Il y eut pourtant un moment difficile, où l'on vit la prochaine présidente du parti embarrassée, vacillante, presque perdue. Un coup qu'elle n'attendait pas, une question d'une rare violence qui la fit longuement tituber. Le bourreau? David Abiker, qui lui demanda sans détour, l'infâme, quelles étaient ses lectures, et plus salaud encore, quel était son panthéon littéraire. En privé, Marine aurait certainement su quoi dire: "mais de quoi tu parles, ducon? tu crois que j'ai que ça à foutre, lire des bouquins de fiottes?", là il fallait une réponse, vite, une réponse télévisuellement valable, de préférence une réponse qui s'inscrirait dans son image de leader new look intransigeante mais pas obtuse, populaire mais pas plébéienne, moderne mais pas moderniste. La réponse tardait à venir, reculait à coup de préambules inutiles et n'en était que plus attendue. Pour s'en sortir, elle fit mine de déceler une agression sournoise, un interrogatoire idéologique (comme si la question suivante allait être: "Et Mein Kampf, hmm? combien de fois l'avez-vous lu en famille, hmmm?"). Peine perdue: David Abiker, décidément sans pitié, certifia à plusieurs reprises qu'il ne cherchait surtout pas à la coincer, qu'il désirait savoir, vraiment, par pure curiosité _ et le pire, c'est qu'il était visiblement sincère. Il fallait donc répondre. Mais quoi? La réponse authentique risquait d'être "rien", ou alors il s'agirait de références pas bien dicibles. Les yeux bleus ironico-dominateurs virèrent au vague, entre deux considérations embrouillées des noms finirent par émerger sans conviction, Dumas, Simone Weil, quelques autres, les lectures de jeunesse, de plage et de réflexion s'entrechoquant dans une confusion un peu pénible. Bref, Marine Le Pen, obligée de passer brutalement de combattante politique à interviewée culturelle, ne parvint pas à dire quoi que ce soit d'enthousiaste ou simplement positif sur ses hypothétiques et peu nombreuses lectures préférées...

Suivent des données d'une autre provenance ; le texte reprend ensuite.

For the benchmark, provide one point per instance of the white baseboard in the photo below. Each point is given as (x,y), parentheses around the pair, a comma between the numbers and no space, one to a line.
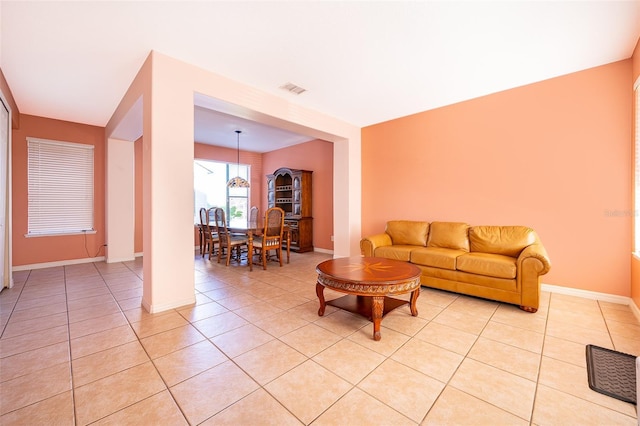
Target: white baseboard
(152,309)
(319,250)
(57,263)
(594,295)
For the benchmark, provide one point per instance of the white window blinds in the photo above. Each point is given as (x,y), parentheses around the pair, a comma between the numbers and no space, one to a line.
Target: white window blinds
(60,187)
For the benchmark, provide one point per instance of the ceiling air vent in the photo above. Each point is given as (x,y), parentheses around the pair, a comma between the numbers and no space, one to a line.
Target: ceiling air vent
(290,87)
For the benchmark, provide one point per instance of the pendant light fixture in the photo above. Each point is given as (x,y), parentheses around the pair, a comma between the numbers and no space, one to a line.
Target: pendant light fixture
(238,182)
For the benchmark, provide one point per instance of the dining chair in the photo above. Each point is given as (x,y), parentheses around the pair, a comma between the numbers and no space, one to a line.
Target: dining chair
(226,241)
(208,237)
(254,212)
(271,238)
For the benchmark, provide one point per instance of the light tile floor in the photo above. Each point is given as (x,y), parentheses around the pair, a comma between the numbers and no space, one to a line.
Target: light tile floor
(76,348)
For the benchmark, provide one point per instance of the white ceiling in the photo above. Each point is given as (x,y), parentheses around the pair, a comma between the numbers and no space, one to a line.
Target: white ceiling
(363,62)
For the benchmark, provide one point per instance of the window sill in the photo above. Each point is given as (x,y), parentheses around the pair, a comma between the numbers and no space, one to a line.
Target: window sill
(62,234)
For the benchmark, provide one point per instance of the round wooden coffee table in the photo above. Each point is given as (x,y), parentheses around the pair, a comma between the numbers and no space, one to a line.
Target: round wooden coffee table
(368,282)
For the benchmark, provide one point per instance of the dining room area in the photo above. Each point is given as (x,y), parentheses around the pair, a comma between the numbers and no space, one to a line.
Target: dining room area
(257,241)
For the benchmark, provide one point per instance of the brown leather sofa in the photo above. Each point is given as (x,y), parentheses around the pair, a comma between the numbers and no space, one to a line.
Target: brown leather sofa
(502,263)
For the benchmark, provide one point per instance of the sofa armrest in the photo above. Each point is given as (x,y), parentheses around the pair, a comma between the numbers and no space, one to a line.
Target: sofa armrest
(368,245)
(538,252)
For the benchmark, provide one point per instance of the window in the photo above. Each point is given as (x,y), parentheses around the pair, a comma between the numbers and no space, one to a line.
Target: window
(60,188)
(210,187)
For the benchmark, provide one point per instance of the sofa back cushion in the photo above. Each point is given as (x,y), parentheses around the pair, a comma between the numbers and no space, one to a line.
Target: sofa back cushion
(452,235)
(505,240)
(408,232)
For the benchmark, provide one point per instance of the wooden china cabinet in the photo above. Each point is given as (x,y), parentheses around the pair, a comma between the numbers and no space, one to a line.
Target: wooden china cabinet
(290,190)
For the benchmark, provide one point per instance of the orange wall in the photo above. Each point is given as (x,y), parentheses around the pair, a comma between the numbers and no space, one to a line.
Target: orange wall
(635,263)
(316,156)
(28,251)
(553,155)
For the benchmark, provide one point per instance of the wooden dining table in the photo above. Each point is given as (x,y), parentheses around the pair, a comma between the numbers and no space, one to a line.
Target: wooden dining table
(253,229)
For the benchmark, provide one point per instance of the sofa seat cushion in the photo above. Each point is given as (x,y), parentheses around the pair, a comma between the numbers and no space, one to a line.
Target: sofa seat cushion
(491,265)
(459,279)
(408,232)
(395,252)
(436,257)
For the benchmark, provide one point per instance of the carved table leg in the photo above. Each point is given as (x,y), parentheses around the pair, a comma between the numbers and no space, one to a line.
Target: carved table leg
(412,302)
(377,308)
(320,293)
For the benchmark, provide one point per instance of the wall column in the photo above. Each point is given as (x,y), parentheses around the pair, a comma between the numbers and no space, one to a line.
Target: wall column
(167,156)
(120,219)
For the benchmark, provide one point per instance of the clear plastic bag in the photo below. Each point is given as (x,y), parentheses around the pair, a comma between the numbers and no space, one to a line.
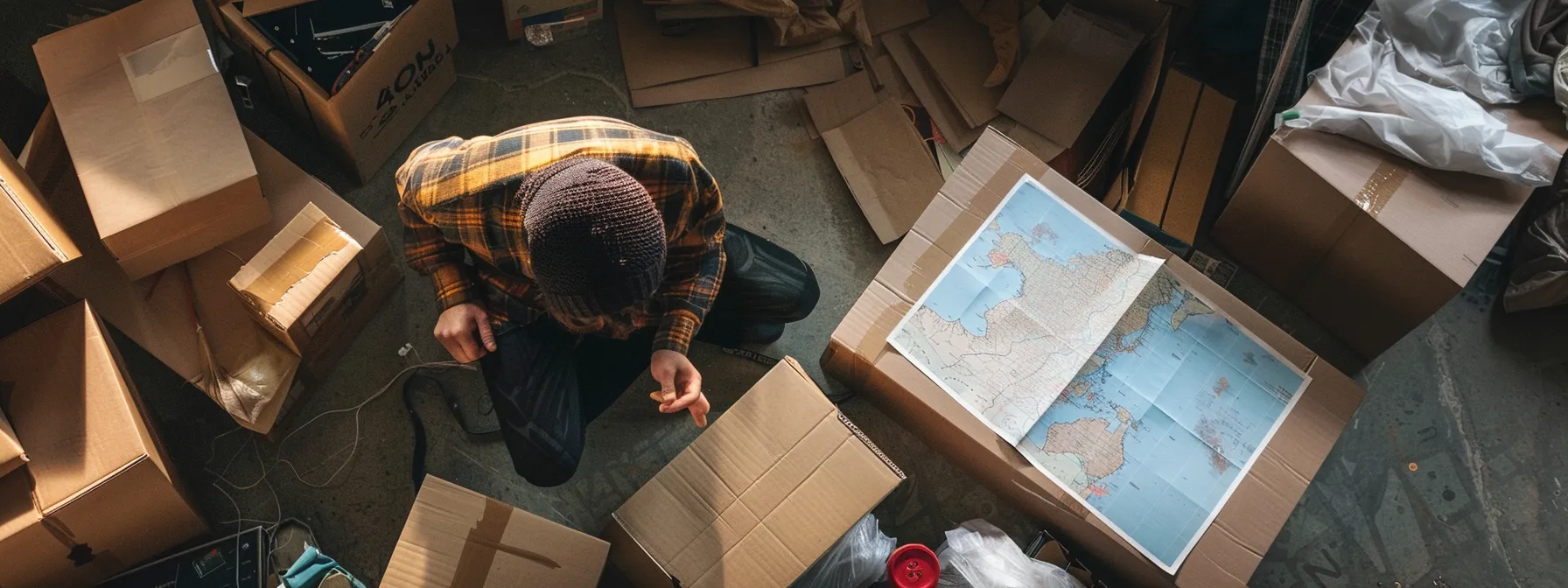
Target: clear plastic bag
(855,562)
(1372,101)
(980,556)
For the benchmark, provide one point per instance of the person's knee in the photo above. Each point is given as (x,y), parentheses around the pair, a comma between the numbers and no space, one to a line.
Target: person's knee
(806,298)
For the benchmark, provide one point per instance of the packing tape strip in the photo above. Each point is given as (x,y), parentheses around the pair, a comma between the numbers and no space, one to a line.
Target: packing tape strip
(483,542)
(1385,180)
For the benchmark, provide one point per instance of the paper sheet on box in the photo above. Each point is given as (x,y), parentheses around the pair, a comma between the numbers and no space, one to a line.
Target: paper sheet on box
(1108,372)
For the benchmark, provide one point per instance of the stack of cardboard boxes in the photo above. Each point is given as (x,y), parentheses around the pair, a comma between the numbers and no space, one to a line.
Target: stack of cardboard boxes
(1078,98)
(140,201)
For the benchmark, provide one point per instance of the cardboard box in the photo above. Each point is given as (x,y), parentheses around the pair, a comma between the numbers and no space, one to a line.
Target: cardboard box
(1087,49)
(11,453)
(298,275)
(756,497)
(99,493)
(32,242)
(885,162)
(158,311)
(858,354)
(730,57)
(457,536)
(382,104)
(1364,242)
(150,126)
(550,21)
(1176,168)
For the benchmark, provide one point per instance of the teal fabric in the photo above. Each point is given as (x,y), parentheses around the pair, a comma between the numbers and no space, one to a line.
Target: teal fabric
(311,568)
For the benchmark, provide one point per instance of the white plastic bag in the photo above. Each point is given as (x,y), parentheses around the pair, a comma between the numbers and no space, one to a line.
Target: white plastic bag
(855,562)
(1455,43)
(980,556)
(1445,129)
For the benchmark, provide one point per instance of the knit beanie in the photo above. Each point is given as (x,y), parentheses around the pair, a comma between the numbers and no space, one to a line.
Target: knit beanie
(595,239)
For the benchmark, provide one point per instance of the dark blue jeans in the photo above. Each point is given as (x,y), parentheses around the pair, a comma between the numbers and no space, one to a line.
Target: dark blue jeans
(548,384)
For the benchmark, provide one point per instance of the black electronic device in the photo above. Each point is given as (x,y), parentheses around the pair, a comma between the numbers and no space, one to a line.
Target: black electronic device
(234,562)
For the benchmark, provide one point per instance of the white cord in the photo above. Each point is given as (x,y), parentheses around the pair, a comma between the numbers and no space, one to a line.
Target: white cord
(278,459)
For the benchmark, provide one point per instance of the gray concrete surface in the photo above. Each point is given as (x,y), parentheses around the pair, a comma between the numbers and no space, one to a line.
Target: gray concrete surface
(1449,474)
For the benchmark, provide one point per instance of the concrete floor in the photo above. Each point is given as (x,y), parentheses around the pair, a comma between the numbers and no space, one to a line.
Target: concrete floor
(1449,474)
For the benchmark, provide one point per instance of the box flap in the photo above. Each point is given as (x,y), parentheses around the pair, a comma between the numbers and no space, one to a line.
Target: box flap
(262,7)
(958,51)
(653,59)
(455,536)
(958,132)
(71,405)
(886,165)
(794,73)
(762,493)
(146,116)
(295,267)
(32,242)
(11,453)
(1063,80)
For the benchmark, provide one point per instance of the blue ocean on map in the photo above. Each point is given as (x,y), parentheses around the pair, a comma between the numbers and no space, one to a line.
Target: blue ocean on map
(1200,397)
(974,286)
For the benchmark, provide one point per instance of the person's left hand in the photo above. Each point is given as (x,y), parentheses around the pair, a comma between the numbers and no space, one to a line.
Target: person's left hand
(681,384)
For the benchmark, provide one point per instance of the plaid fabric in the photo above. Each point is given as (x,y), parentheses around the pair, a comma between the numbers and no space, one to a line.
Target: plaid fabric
(1328,24)
(458,201)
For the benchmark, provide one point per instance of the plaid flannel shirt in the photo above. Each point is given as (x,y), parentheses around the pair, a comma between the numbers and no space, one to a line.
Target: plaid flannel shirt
(458,204)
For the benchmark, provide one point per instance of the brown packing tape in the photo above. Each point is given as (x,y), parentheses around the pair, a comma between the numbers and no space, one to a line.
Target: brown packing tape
(483,542)
(1385,180)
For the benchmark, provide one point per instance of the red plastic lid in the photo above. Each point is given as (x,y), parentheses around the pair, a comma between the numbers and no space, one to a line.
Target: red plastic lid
(913,566)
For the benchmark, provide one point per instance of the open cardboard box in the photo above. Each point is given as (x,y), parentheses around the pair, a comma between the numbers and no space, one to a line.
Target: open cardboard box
(382,104)
(150,126)
(32,241)
(158,311)
(1366,242)
(858,354)
(459,538)
(764,491)
(98,493)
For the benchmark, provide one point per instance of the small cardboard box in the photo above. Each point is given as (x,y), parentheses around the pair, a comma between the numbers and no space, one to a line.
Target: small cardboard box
(98,493)
(459,538)
(558,18)
(858,354)
(382,104)
(1176,168)
(32,242)
(156,312)
(764,491)
(11,453)
(152,134)
(295,279)
(1364,242)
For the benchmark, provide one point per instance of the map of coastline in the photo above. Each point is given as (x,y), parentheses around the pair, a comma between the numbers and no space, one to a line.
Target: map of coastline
(1101,368)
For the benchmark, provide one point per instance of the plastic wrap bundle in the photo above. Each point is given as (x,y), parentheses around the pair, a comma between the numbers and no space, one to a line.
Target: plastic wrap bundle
(980,556)
(855,562)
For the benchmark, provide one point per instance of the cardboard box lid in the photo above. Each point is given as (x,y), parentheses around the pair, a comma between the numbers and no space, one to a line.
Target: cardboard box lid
(73,405)
(32,241)
(761,493)
(457,536)
(1067,75)
(300,262)
(958,51)
(144,112)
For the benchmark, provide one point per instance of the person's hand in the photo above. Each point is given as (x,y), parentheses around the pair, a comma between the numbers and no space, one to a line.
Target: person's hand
(455,332)
(681,386)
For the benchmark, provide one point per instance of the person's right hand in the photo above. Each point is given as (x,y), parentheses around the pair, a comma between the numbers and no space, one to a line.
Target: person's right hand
(455,332)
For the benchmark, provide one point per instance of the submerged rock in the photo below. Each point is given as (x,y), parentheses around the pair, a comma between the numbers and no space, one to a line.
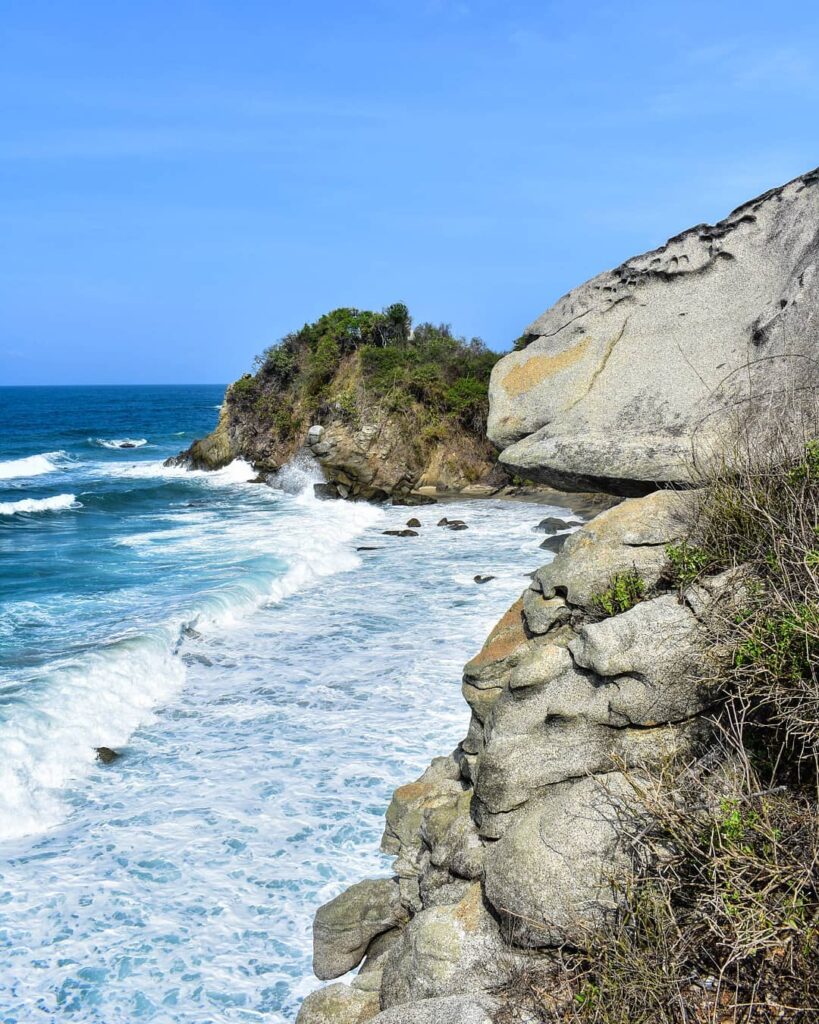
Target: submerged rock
(552,523)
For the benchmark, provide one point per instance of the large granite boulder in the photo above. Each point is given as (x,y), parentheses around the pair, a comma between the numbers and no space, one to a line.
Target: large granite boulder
(339,1004)
(633,536)
(633,372)
(444,950)
(550,878)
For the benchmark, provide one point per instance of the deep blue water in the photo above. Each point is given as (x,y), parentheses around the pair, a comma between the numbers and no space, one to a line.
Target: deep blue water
(266,684)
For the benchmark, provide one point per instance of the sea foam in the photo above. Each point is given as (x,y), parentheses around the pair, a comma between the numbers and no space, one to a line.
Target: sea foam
(57,503)
(33,465)
(119,442)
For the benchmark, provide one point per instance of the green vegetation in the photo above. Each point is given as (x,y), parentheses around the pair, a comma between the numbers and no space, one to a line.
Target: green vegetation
(721,922)
(623,592)
(687,563)
(350,360)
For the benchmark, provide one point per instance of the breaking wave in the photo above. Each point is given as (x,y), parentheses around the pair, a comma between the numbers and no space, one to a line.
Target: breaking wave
(57,503)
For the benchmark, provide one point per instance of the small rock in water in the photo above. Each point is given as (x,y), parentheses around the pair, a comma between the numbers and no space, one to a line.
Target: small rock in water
(325,491)
(198,658)
(555,543)
(552,523)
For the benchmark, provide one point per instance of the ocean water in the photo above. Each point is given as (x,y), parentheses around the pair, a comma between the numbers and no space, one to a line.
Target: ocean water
(266,684)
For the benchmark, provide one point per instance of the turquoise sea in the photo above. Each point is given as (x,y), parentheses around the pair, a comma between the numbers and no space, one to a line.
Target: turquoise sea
(266,684)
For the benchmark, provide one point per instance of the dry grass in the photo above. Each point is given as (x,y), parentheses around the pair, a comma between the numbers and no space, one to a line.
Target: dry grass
(720,921)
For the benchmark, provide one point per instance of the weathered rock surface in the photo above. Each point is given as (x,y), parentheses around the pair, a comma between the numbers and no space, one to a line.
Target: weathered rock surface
(475,1009)
(339,1004)
(550,878)
(631,536)
(442,951)
(629,374)
(517,842)
(344,928)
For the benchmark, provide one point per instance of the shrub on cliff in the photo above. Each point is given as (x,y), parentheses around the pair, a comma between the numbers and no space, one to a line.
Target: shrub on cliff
(720,922)
(349,358)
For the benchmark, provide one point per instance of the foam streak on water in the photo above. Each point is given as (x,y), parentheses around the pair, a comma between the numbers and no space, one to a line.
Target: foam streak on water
(268,686)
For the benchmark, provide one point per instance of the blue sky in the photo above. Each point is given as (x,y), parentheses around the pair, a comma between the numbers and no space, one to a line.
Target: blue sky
(183,182)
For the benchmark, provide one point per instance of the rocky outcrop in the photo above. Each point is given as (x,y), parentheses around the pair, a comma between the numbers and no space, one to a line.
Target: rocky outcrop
(632,376)
(516,844)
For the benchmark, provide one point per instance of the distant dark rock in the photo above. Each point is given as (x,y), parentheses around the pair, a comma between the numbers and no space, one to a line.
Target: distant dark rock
(551,524)
(554,544)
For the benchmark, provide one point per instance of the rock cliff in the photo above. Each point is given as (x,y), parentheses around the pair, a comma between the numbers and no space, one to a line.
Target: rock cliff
(383,409)
(517,847)
(630,377)
(513,846)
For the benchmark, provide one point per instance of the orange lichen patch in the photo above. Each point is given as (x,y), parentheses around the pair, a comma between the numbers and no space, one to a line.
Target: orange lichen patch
(504,640)
(468,910)
(534,371)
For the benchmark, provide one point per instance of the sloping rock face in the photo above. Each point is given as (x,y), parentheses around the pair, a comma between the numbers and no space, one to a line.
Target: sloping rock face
(515,844)
(633,374)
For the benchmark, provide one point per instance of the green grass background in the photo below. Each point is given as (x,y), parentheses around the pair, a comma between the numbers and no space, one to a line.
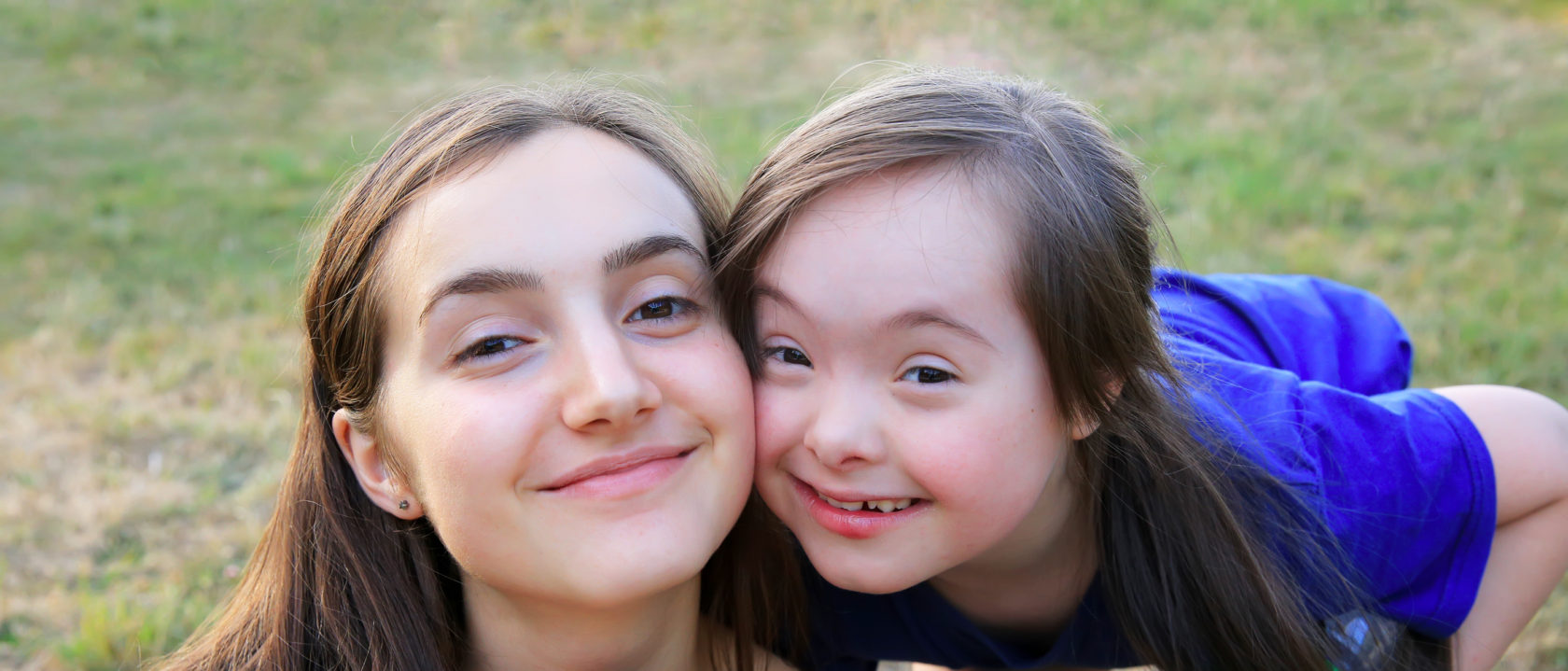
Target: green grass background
(161,163)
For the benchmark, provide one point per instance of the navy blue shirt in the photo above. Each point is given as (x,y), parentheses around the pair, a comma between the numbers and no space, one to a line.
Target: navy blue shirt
(1307,378)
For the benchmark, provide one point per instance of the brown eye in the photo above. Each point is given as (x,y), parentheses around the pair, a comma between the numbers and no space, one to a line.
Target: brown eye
(662,308)
(490,347)
(788,355)
(926,375)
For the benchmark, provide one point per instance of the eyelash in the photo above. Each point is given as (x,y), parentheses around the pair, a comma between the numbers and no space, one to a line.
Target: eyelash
(917,370)
(679,309)
(775,352)
(480,348)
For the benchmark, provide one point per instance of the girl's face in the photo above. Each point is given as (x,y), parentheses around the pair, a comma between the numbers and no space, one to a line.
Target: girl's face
(558,391)
(905,421)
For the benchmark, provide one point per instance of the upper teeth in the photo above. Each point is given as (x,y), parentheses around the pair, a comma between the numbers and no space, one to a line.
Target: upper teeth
(887,505)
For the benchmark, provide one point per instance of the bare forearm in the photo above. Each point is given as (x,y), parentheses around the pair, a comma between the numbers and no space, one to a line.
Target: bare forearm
(1528,440)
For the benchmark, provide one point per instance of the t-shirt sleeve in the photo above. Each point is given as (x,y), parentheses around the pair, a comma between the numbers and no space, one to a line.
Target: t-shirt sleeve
(1316,328)
(1402,479)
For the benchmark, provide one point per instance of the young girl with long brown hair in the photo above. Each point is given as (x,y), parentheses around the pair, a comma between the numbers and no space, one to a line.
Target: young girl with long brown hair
(1007,440)
(527,433)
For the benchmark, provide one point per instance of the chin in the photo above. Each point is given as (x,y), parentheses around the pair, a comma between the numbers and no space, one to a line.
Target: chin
(860,574)
(617,585)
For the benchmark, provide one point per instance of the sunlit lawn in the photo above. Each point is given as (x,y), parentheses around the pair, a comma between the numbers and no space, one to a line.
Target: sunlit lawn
(161,161)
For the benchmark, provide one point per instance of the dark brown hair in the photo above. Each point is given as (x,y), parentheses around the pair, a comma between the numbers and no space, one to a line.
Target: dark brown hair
(339,583)
(1201,552)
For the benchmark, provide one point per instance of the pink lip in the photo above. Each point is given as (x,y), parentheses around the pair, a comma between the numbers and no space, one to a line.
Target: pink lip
(853,524)
(620,475)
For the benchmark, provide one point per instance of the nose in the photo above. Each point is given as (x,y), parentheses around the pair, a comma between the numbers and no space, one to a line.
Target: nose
(844,433)
(608,387)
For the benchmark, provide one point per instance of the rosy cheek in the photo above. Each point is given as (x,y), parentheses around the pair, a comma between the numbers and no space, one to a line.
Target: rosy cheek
(775,433)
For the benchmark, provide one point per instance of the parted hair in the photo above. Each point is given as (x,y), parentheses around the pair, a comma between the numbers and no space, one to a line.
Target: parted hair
(339,583)
(1201,552)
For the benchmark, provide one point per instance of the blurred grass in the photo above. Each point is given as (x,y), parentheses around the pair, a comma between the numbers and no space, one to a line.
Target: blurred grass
(161,161)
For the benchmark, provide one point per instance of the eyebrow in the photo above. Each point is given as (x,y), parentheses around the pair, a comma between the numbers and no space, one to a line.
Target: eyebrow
(483,281)
(514,279)
(917,318)
(638,251)
(901,322)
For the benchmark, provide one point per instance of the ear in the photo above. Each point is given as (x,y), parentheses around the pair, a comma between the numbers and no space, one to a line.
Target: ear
(1088,426)
(371,468)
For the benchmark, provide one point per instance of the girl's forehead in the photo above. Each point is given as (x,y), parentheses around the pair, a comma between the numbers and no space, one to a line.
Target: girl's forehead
(894,235)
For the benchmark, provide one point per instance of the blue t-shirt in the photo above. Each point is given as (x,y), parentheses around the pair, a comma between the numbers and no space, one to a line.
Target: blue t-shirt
(1307,377)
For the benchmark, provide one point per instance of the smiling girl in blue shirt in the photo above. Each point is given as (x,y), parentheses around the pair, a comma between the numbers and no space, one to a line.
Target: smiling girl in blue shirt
(1004,438)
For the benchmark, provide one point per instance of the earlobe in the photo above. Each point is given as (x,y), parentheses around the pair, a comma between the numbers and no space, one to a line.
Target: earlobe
(378,482)
(1085,428)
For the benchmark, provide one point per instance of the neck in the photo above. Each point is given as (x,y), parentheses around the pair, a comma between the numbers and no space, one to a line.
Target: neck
(652,634)
(1032,580)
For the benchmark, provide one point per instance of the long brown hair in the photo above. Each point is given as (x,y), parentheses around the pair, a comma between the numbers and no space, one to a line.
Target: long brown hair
(1201,552)
(339,583)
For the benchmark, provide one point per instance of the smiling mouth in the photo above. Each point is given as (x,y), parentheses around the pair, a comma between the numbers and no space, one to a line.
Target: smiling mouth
(878,505)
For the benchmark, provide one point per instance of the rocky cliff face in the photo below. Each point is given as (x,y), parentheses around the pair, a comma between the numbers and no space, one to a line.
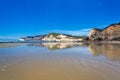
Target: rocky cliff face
(111,32)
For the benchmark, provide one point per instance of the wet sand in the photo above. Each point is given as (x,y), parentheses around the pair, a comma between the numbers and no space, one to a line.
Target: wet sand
(75,63)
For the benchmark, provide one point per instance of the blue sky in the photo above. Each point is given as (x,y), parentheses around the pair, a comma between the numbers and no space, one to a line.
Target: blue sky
(19,18)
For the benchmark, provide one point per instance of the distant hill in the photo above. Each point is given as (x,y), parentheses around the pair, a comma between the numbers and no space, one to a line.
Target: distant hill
(110,33)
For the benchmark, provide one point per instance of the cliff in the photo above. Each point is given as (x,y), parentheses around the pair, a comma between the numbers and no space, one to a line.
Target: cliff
(110,33)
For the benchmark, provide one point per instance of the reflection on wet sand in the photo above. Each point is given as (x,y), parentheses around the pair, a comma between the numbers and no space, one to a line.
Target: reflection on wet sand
(111,51)
(56,46)
(8,45)
(37,63)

De là à dire que David Abiker, ce sniper malgré lui, gâcha toutes sa soirée, ce serait excessif. Mais enfin on imagine que ce flottement prolongé ne fut pas très agréable à vivre, et peu rentable d'un point de vue électoraliste. Saloperie de littérature. Même quand on ne s'y intéresse pas, on vous l'envoie à la gueule un jour ou l'autre. Parions donc que dans les semaines à venir de dynamiques conseillers en communication veilleront à fournir quelques fiches-lectures brèves et pertinentes aux principaux responsables de notre cultivée contrée.
De notre côté, dans le sous-sol, méfiants par nature et n'aimant pas être pris au dépourvu, nous lisons régulièrement des livres, au cas où un jour nous croiserions la route sanglante de David Abiker. La preuve dans les prochaines chroniques.